S'il reste donc vrai qu'il faut constamment préparer le chemin du Seigneur en écartant les obstacles à sa venue, passages tortueux et routes déformées, tout l'Évangile dit en même temps : le Seigneur est présent parmi nous ; il se donne à voir, à entendre, à toucher là où la puissance de l'amour suscite la vie, dans cet entre deux de la relation interpersonnelle ou communautaire de la rencontre et de l'échange en vérité, qui se libère des multiples processus de marginalisation et de mépris, d'ignorance de l'autre. Dieu peut se donner à voir et à entendre au c½ur des pratiques sociales qui révèlent le vrai visage de l'humanité.

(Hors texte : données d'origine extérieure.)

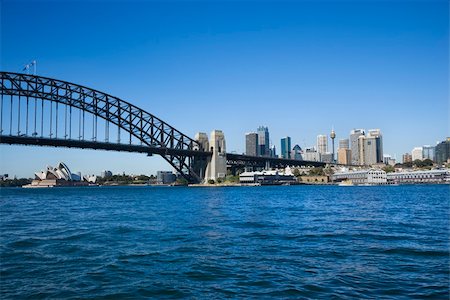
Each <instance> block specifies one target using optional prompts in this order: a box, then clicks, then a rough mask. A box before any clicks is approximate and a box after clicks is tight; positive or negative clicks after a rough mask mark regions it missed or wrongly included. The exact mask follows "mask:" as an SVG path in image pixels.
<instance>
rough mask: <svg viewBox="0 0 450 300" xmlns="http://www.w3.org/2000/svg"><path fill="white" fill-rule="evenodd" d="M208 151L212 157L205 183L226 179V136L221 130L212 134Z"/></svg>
mask: <svg viewBox="0 0 450 300" xmlns="http://www.w3.org/2000/svg"><path fill="white" fill-rule="evenodd" d="M205 150H206V149H205ZM208 150H209V151H211V152H212V156H211V160H208V165H207V166H206V172H205V181H208V180H210V179H213V180H217V179H218V178H224V177H225V176H226V175H227V155H226V146H225V135H224V134H223V132H222V131H221V130H214V131H212V132H211V137H210V139H209V149H208Z"/></svg>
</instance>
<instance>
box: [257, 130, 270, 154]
mask: <svg viewBox="0 0 450 300" xmlns="http://www.w3.org/2000/svg"><path fill="white" fill-rule="evenodd" d="M257 132H258V146H259V155H261V156H270V145H269V128H267V127H265V126H259V127H258V131H257Z"/></svg>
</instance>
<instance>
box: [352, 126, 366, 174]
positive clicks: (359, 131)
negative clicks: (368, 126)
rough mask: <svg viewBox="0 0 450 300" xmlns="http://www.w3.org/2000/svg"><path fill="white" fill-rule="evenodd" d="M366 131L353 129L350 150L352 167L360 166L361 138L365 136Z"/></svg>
mask: <svg viewBox="0 0 450 300" xmlns="http://www.w3.org/2000/svg"><path fill="white" fill-rule="evenodd" d="M364 135H365V132H364V129H353V130H352V131H351V132H350V150H352V151H351V155H352V165H360V161H359V141H358V139H359V137H360V136H364Z"/></svg>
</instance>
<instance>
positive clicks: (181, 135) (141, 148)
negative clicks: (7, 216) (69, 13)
mask: <svg viewBox="0 0 450 300" xmlns="http://www.w3.org/2000/svg"><path fill="white" fill-rule="evenodd" d="M0 89H1V90H0V97H1V99H0V102H1V103H0V105H1V106H0V143H8V144H26V145H47V146H65V147H78V148H90V149H105V150H118V151H131V152H142V153H147V154H159V155H161V156H162V157H163V158H164V159H165V160H166V161H167V162H169V163H170V164H171V165H172V166H173V167H174V168H175V169H176V170H177V171H178V172H179V173H180V174H181V175H182V176H184V177H185V178H186V179H187V180H188V181H189V182H200V181H201V178H200V176H199V171H198V168H199V165H204V163H198V162H199V161H202V160H204V158H205V157H207V156H208V155H211V153H210V152H206V151H204V150H203V149H201V146H200V145H199V144H198V143H197V142H196V141H195V140H193V139H191V138H190V137H188V136H187V135H185V134H183V133H181V132H180V131H179V130H177V129H175V128H174V127H172V126H171V125H169V124H167V123H166V122H164V121H162V120H161V119H159V118H158V117H156V116H154V115H152V114H150V113H148V112H146V111H145V110H143V109H140V108H139V107H137V106H135V105H133V104H131V103H129V102H127V101H124V100H122V99H120V98H117V97H114V96H111V95H109V94H106V93H103V92H100V91H97V90H94V89H91V88H88V87H85V86H81V85H78V84H73V83H70V82H66V81H62V80H56V79H52V78H47V77H42V76H34V75H27V74H19V73H11V72H0Z"/></svg>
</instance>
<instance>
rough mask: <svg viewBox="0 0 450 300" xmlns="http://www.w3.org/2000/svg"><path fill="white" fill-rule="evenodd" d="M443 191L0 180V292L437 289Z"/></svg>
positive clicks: (265, 294) (204, 292)
mask: <svg viewBox="0 0 450 300" xmlns="http://www.w3.org/2000/svg"><path fill="white" fill-rule="evenodd" d="M449 192H450V190H449V187H448V186H389V187H338V186H287V187H243V188H183V187H172V188H171V187H110V188H106V187H93V188H60V189H58V188H54V189H2V190H1V191H0V193H1V200H0V226H1V227H0V229H1V235H0V242H1V243H0V244H1V249H0V251H1V252H0V253H1V256H0V291H1V295H0V296H1V297H0V298H2V299H23V298H32V299H35V298H52V299H55V298H56V299H61V298H64V299H66V298H83V299H86V298H96V299H97V298H110V299H117V298H125V299H138V298H149V297H158V298H197V299H202V298H254V299H261V298H267V299H270V298H276V297H279V298H295V299H302V298H304V299H306V298H318V299H331V298H341V299H355V298H364V299H411V298H432V299H449V263H450V259H449V222H450V221H449V211H450V208H449V195H450V193H449Z"/></svg>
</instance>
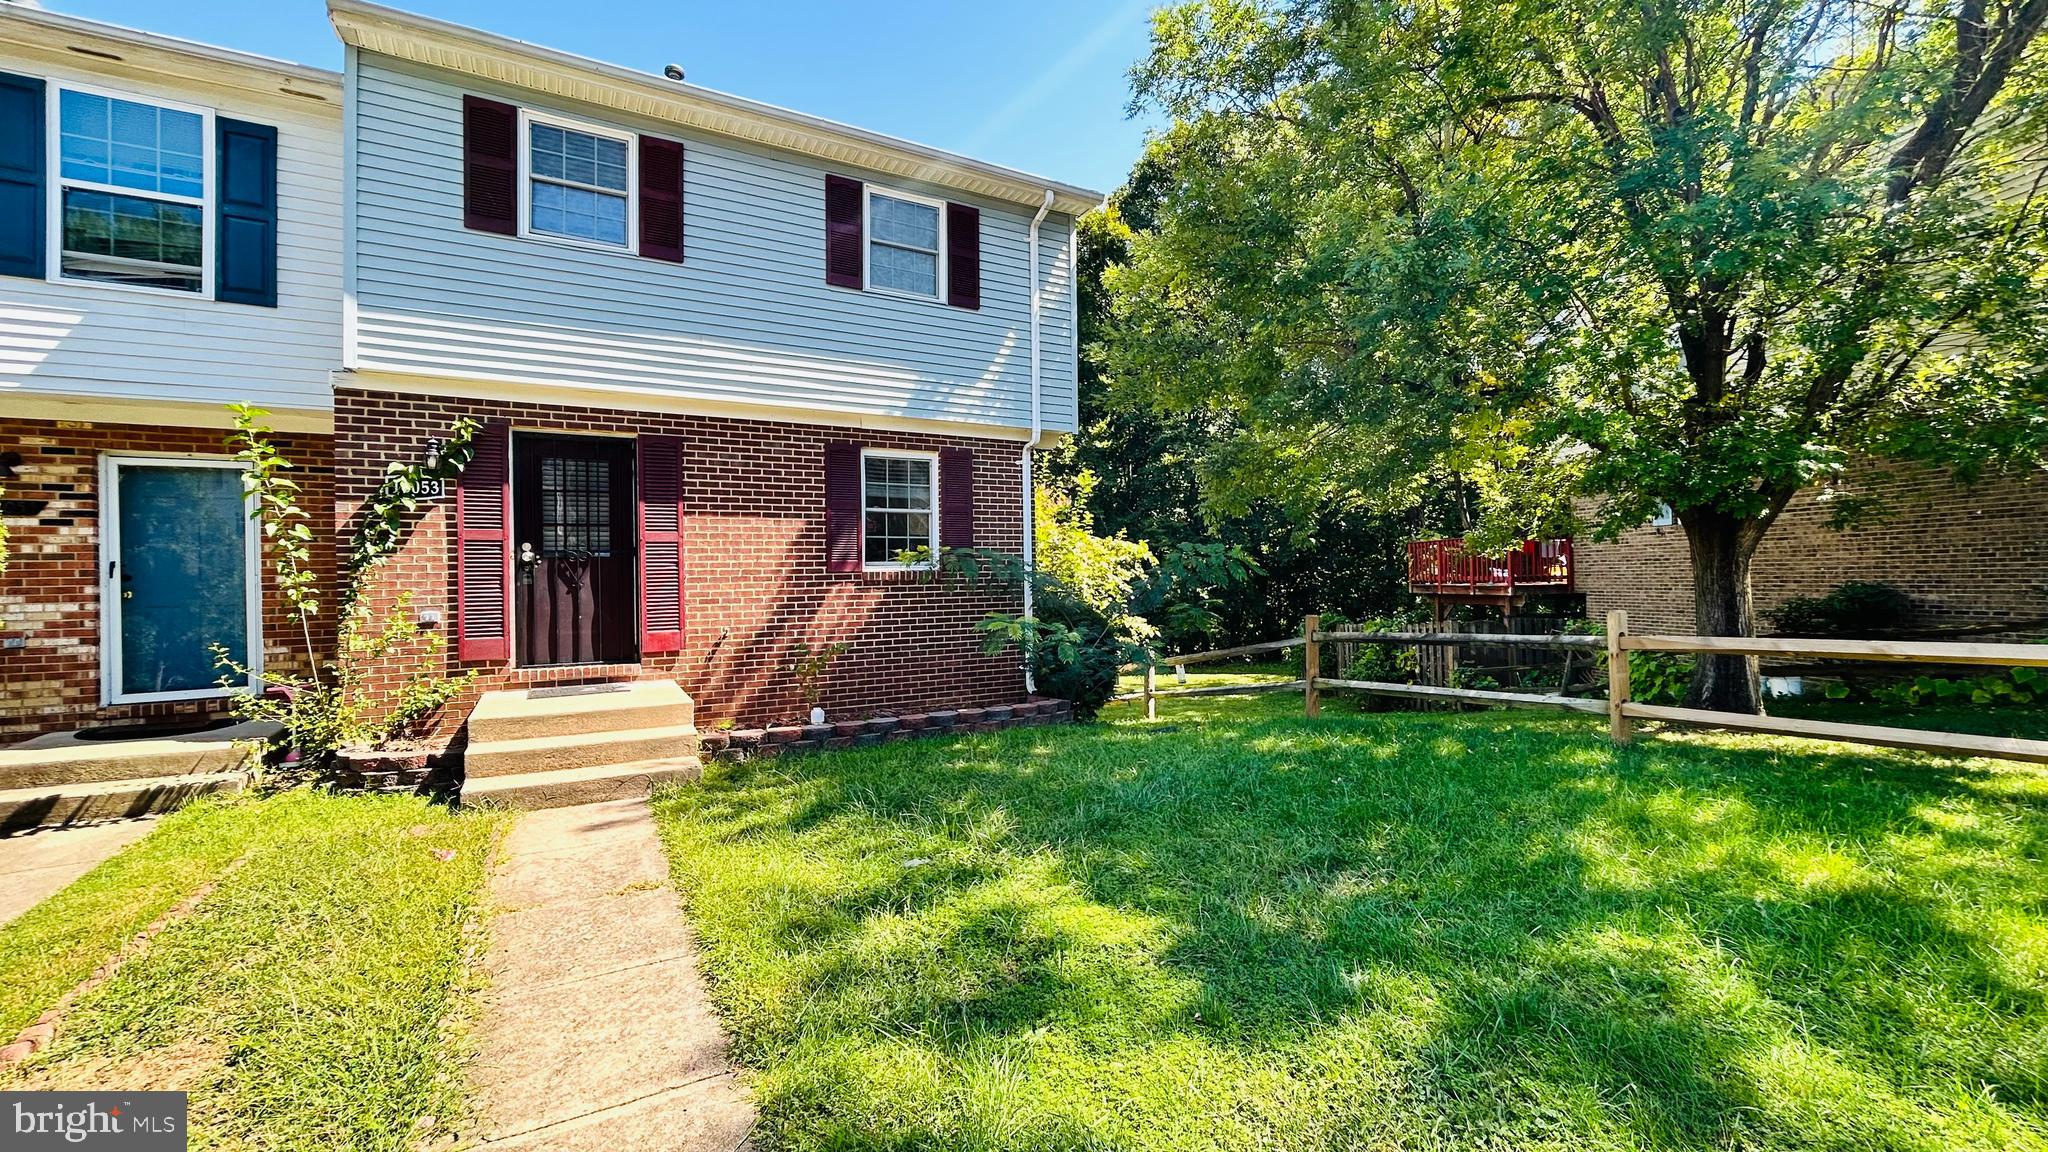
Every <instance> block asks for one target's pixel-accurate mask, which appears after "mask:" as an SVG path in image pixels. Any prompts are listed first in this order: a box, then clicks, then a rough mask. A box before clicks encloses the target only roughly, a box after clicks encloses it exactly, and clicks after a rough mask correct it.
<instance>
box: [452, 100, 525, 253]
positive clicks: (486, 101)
mask: <svg viewBox="0 0 2048 1152" xmlns="http://www.w3.org/2000/svg"><path fill="white" fill-rule="evenodd" d="M463 228H475V230H477V232H500V234H504V236H516V234H518V109H514V107H512V105H500V102H498V100H485V98H483V96H463Z"/></svg>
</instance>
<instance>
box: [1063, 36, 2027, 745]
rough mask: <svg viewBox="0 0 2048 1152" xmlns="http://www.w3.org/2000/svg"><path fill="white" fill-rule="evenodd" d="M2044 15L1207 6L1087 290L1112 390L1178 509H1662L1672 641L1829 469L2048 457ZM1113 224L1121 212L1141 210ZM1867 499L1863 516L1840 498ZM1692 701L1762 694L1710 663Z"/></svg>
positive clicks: (1101, 355) (1734, 608) (1722, 613)
mask: <svg viewBox="0 0 2048 1152" xmlns="http://www.w3.org/2000/svg"><path fill="white" fill-rule="evenodd" d="M2044 20H2048V0H2013V2H2003V4H2001V2H1989V0H1960V2H1946V0H1944V2H1907V0H1688V2H1675V0H1642V2H1636V4H1616V2H1612V0H1544V2H1530V0H1509V2H1487V4H1456V2H1452V4H1442V2H1423V4H1409V2H1401V4H1395V2H1384V0H1380V2H1356V0H1303V2H1294V4H1253V2H1245V0H1198V2H1192V4H1182V6H1176V8H1167V10H1161V12H1159V14H1157V16H1155V43H1153V51H1151V57H1149V59H1147V61H1145V64H1141V66H1139V70H1137V74H1135V80H1137V102H1141V105H1151V107H1157V109H1161V111H1165V113H1167V115H1169V117H1171V119H1174V123H1171V127H1169V129H1167V131H1165V133H1161V135H1159V137H1157V139H1155V141H1153V146H1151V150H1149V154H1147V158H1145V162H1143V164H1141V168H1139V174H1137V178H1135V182H1133V187H1130V189H1126V193H1124V201H1126V203H1124V211H1126V213H1130V215H1143V217H1145V219H1147V228H1141V230H1139V232H1137V234H1135V236H1133V240H1130V252H1128V260H1126V262H1122V264H1116V266H1110V269H1108V271H1106V273H1104V279H1106V285H1108V293H1110V322H1108V334H1106V338H1104V340H1102V342H1100V344H1098V348H1096V355H1098V357H1100V361H1102V365H1104V375H1106V381H1108V385H1110V389H1112V396H1114V398H1116V402H1118V404H1124V406H1135V408H1145V410H1153V412H1176V414H1206V426H1210V428H1217V430H1221V435H1217V437H1212V441H1210V443H1208V447H1206V449H1204V461H1202V469H1200V474H1202V480H1204V498H1208V500H1210V502H1212V504H1217V506H1221V508H1247V506H1251V502H1255V500H1278V502H1282V504H1284V506H1290V508H1296V510H1309V508H1323V506H1329V504H1331V502H1337V504H1354V506H1366V508H1378V510H1393V508H1405V506H1411V504H1415V502H1417V500H1421V498H1425V496H1430V494H1432V492H1438V490H1440V488H1442V486H1444V484H1446V482H1450V480H1456V482H1458V484H1468V486H1470V488H1473V490H1475V492H1477V496H1479V504H1481V512H1483V515H1481V531H1479V537H1481V539H1483V541H1489V543H1505V541H1509V539H1520V537H1522V535H1526V533H1534V531H1542V529H1554V527H1563V525H1567V523H1571V521H1573V519H1575V517H1573V515H1575V508H1579V510H1583V508H1587V504H1585V502H1579V504H1575V500H1585V498H1591V502H1589V506H1591V517H1589V519H1591V521H1593V525H1595V529H1597V531H1604V533H1614V531H1620V529H1624V527H1630V525H1636V523H1642V521H1645V519H1647V517H1649V515H1651V512H1653V510H1655V508H1657V506H1659V504H1669V506H1671V508H1673V510H1675V515H1677V519H1679V523H1681V525H1683V529H1686V535H1688V543H1690V545H1692V562H1694V582H1696V592H1698V596H1696V599H1698V617H1700V619H1698V623H1700V629H1702V631H1708V633H1735V631H1747V629H1749V627H1751V619H1749V615H1751V613H1749V576H1747V572H1749V558H1751V556H1753V551H1755V545H1757V543H1759V541H1761V539H1763V533H1765V531H1767V529H1769V525H1772V521H1774V519H1776V517H1778V512H1780V510H1782V508H1784V506H1786V502H1788V500H1792V498H1794V494H1796V492H1800V490H1802V488H1808V486H1821V488H1827V486H1829V484H1831V480H1833V478H1837V476H1839V474H1841V469H1843V467H1845V465H1847V463H1849V459H1851V457H1858V455H1872V457H1882V459H1913V461H1927V463H1937V465H1946V467H1952V469H1956V474H1958V476H1960V478H1964V480H1968V478H1972V476H1976V474H1978V471H1980V469H1985V467H2011V465H2038V463H2040V459H2042V451H2044V445H2048V371H2044V365H2048V271H2044V269H2048V228H2044V205H2048V195H2044V193H2048V176H2044V172H2048V143H2044V139H2048V133H2044V115H2042V90H2044V84H2042V72H2044V66H2042V59H2040V55H2042V53H2040V51H2036V37H2038V33H2040V29H2042V23H2044ZM1133 205H1135V207H1137V209H1139V211H1133ZM1860 510H1864V508H1862V506H1858V504H1855V502H1851V500H1845V502H1843V504H1841V512H1843V515H1855V512H1860ZM1694 695H1696V703H1706V705H1710V707H1753V703H1755V681H1753V668H1747V664H1743V662H1729V660H1704V662H1702V674H1700V681H1698V683H1696V693H1694Z"/></svg>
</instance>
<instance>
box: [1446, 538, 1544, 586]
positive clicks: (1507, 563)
mask: <svg viewBox="0 0 2048 1152" xmlns="http://www.w3.org/2000/svg"><path fill="white" fill-rule="evenodd" d="M1571 578H1573V564H1571V537H1559V539H1526V541H1522V543H1520V545H1516V547H1511V549H1507V551H1505V553H1501V556H1481V553H1477V551H1473V549H1468V547H1466V545H1464V541H1462V539H1417V541H1409V590H1413V592H1501V594H1507V592H1513V590H1516V588H1548V590H1571Z"/></svg>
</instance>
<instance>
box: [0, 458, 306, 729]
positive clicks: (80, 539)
mask: <svg viewBox="0 0 2048 1152" xmlns="http://www.w3.org/2000/svg"><path fill="white" fill-rule="evenodd" d="M274 441H276V445H279V449H281V451H283V453H285V455H287V457H289V459H291V461H293V463H295V465H299V467H297V469H295V471H293V478H295V480H297V482H299V484H301V486H303V494H301V506H303V508H305V510H307V517H309V525H311V527H313V531H315V547H313V556H315V566H317V568H319V576H322V588H324V590H332V582H334V558H336V547H334V541H332V537H330V535H328V531H330V527H332V523H334V515H332V510H334V486H332V480H334V441H332V437H317V435H279V437H276V439H274ZM8 451H12V453H20V457H23V459H20V463H18V465H14V474H16V476H14V480H8V482H0V484H4V488H6V500H10V502H12V500H47V504H45V506H43V508H41V510H39V512H35V515H33V517H8V519H6V529H8V568H6V576H4V578H0V621H4V627H0V637H4V640H20V642H23V644H20V648H12V646H8V648H0V742H6V740H14V738H23V736H33V734H39V732H53V730H63V728H82V726H90V724H119V722H141V719H156V717H166V715H195V713H205V711H219V709H221V707H223V705H221V701H174V703H137V705H119V707H100V580H98V566H100V562H102V558H100V457H102V453H141V455H147V453H199V455H217V457H223V455H231V453H229V451H227V447H225V433H223V430H219V428H166V426H143V424H86V422H70V420H16V418H0V453H8ZM313 644H315V646H319V648H322V652H326V648H328V646H332V625H330V621H322V627H319V629H315V633H313ZM264 666H266V668H268V670H279V672H303V670H305V654H303V642H301V640H299V629H297V625H293V623H291V621H289V619H287V617H285V609H283V603H281V601H279V596H276V592H274V586H272V582H270V570H268V564H264Z"/></svg>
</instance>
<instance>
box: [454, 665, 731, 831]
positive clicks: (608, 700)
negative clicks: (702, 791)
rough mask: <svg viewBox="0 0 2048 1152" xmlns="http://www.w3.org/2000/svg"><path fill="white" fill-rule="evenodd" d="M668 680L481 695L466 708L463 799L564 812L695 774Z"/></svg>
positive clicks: (696, 746) (465, 799) (686, 718)
mask: <svg viewBox="0 0 2048 1152" xmlns="http://www.w3.org/2000/svg"><path fill="white" fill-rule="evenodd" d="M694 719H696V715H694V705H692V703H690V697H688V695H686V693H684V691H682V687H678V685H676V681H635V683H627V685H582V687H573V689H510V691H498V693H483V699H479V701H477V707H475V709H473V711H471V713H469V746H467V750H465V752H463V804H498V806H506V808H565V806H571V804H596V801H602V799H625V797H641V795H647V791H649V789H653V785H655V783H662V781H692V779H696V777H698V775H702V763H700V760H698V758H696V752H698V736H696V722H694Z"/></svg>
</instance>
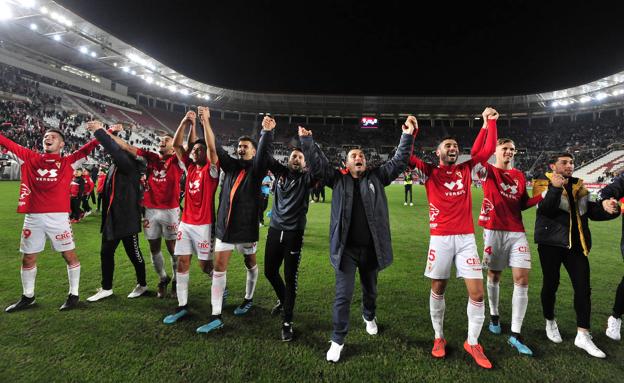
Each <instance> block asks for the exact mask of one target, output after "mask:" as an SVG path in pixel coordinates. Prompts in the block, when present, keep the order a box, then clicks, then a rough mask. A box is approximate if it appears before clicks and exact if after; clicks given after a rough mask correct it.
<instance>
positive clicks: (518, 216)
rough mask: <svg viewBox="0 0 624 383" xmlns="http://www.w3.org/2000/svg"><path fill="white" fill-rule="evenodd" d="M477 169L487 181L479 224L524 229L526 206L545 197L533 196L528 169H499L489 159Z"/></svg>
mask: <svg viewBox="0 0 624 383" xmlns="http://www.w3.org/2000/svg"><path fill="white" fill-rule="evenodd" d="M474 171H475V175H476V176H477V177H478V178H479V179H480V180H481V181H482V182H483V204H482V205H481V213H480V214H479V226H482V227H484V228H486V229H490V230H504V231H514V232H524V225H523V224H522V213H521V212H522V210H525V209H527V208H529V207H531V206H534V205H535V204H537V203H538V202H539V201H540V200H541V199H542V196H541V194H540V195H538V196H536V197H535V198H529V195H528V193H527V190H526V178H525V177H524V173H522V172H521V171H520V170H518V169H509V170H505V169H499V168H497V167H495V166H492V165H491V164H489V163H487V162H486V163H483V164H478V165H476V166H475V169H474Z"/></svg>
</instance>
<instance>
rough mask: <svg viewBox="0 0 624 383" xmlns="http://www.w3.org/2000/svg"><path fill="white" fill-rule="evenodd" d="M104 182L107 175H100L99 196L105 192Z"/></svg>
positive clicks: (98, 188) (104, 174) (97, 179)
mask: <svg viewBox="0 0 624 383" xmlns="http://www.w3.org/2000/svg"><path fill="white" fill-rule="evenodd" d="M104 182H106V173H101V174H98V179H97V190H96V191H97V193H98V194H101V193H102V192H104Z"/></svg>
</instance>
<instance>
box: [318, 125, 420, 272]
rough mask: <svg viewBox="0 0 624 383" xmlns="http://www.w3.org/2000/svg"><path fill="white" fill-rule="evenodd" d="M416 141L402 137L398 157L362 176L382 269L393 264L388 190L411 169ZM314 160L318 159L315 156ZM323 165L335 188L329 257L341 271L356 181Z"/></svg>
mask: <svg viewBox="0 0 624 383" xmlns="http://www.w3.org/2000/svg"><path fill="white" fill-rule="evenodd" d="M413 140H414V136H412V135H411V134H405V133H404V134H402V136H401V142H400V144H399V147H398V149H397V151H396V153H395V154H394V157H393V158H392V159H391V160H389V161H388V162H386V163H385V164H383V165H382V166H380V167H378V168H374V169H370V170H367V171H366V172H365V173H364V175H363V176H362V177H360V183H359V185H360V196H361V197H362V204H363V205H364V209H365V210H366V219H367V221H368V227H369V229H370V232H371V236H372V239H373V244H374V247H375V255H376V257H377V263H378V265H379V270H382V269H384V268H386V267H388V266H390V264H391V263H392V238H391V235H390V219H389V215H388V200H387V199H386V191H385V187H386V186H388V185H390V184H391V183H392V181H394V180H395V179H396V178H397V177H398V175H399V174H400V173H401V172H402V171H403V170H405V168H406V167H407V162H408V160H409V156H410V154H411V153H410V152H411V147H412V142H413ZM312 160H315V159H314V157H313V158H312ZM322 166H323V175H324V176H323V178H324V181H325V184H326V185H327V186H329V187H330V188H332V189H333V192H332V205H331V220H330V224H329V251H330V254H329V256H330V261H331V264H332V266H334V268H335V269H339V268H340V261H341V259H342V254H343V252H344V249H345V246H346V243H347V237H348V235H349V225H350V224H351V212H352V211H351V210H352V207H353V184H354V181H353V177H352V176H351V174H349V173H347V174H343V173H342V172H340V171H338V170H335V169H333V168H331V166H330V165H329V164H328V163H325V164H324V165H322Z"/></svg>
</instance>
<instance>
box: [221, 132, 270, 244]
mask: <svg viewBox="0 0 624 383" xmlns="http://www.w3.org/2000/svg"><path fill="white" fill-rule="evenodd" d="M260 134H261V136H260V142H259V143H258V149H257V150H256V155H255V157H254V158H253V159H251V160H247V161H245V160H240V159H237V158H233V157H231V156H230V155H229V154H228V153H227V152H226V151H225V150H223V148H222V147H221V146H217V155H218V156H219V165H220V167H221V170H223V172H224V173H225V177H224V178H223V183H222V184H221V192H220V193H219V210H218V211H217V225H216V236H217V238H219V239H220V240H221V241H223V242H226V243H248V242H256V241H258V236H259V227H258V223H259V222H258V208H259V195H260V185H261V184H262V178H264V176H265V175H266V172H267V168H268V163H269V161H268V159H269V156H270V154H269V153H272V152H273V131H266V130H262V131H261V133H260ZM267 136H269V137H268V139H267Z"/></svg>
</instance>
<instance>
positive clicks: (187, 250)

La conversion à laquelle Jean-Baptiste appelle n'est donc pas un préalable à la venue de Dieu : cette conversion, lorsqu'elle va jusqu'au bout d'elle-même, est l'acte qui permet à Dieu de s'offrir dans le présent. Ainsi le Royaume se donne comme une pousse fragile, dont la maturité se fait par lente germination et croissance. Par les difficiles et exigeantes conversions sur le chemin de la vérité et de la responsabilité, et par les moments lumineux où l'existence se transfigure par la force de rencontre et de réconciliation de l'amour, se maintiennent vive l'attente et l'espérance de ce jour où tout homme verra le salut de Dieu, cet horizon universel de notre espérance anticipé et annoncé dans la résurrection de Jésus.